Semka, standing in front of the great writing-table, with a big white patch of sheepskin on his back (the tailors had just been through the village), with his girdle unloosed and his hair tumbled, was writing very crooked lines and constantly dipping the pen in the inkstand.

I rumpled up Semka's hair, and when, with his fat face, and its projecting cheek-bones, and his disheveled hair, he turned to me with a startled look in his thoughtful and sleepy eyes, it was so ludicrous that I laughed aloud; but the children did not laugh.

Fedka, not altering the expression of his face, pulled Semka by the sleeve to make him go on with his writing.

"Wait," said he to me; "done in a minute!" (Fedka used the familiar tui, "thou" to me when he was excited and eager), and he went on dictating something more.

I took their copy from them and at the end of five minutes, when they were installed near the cupboard eating potatoes and kvas, and looking at the silver spoons, to which they were so unaccustomed, they broke out, without themselves knowing why, into ringing, boyish laughter. The old woman in the room above hearing them laugh, laughed too, without knowing why.

"What are you filling up so for?" said Semka. "Sit straight, or you will eat yourself one-sided."
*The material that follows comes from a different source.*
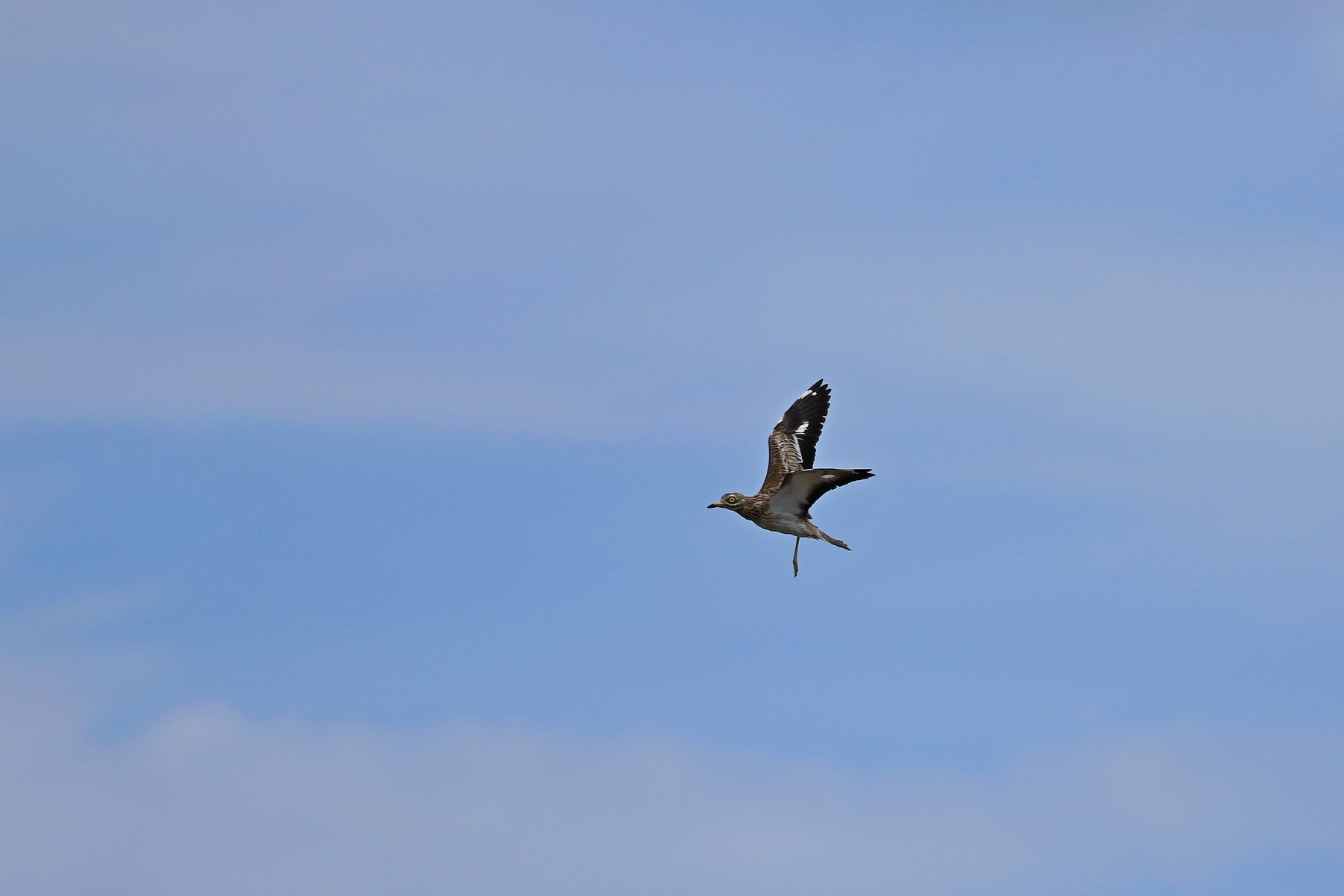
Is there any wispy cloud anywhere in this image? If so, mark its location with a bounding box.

And while they were taking off their shubas and bestowing themselves under the writing-table for the night, they did not cease to bubble over with the charming, healthy laughter of the peasant child. I read through what they had written. It was a new variation of the former story. Some things were left out, some new artistic beauties were added. And once more there was the same feeling for beauty, truth, and proportion.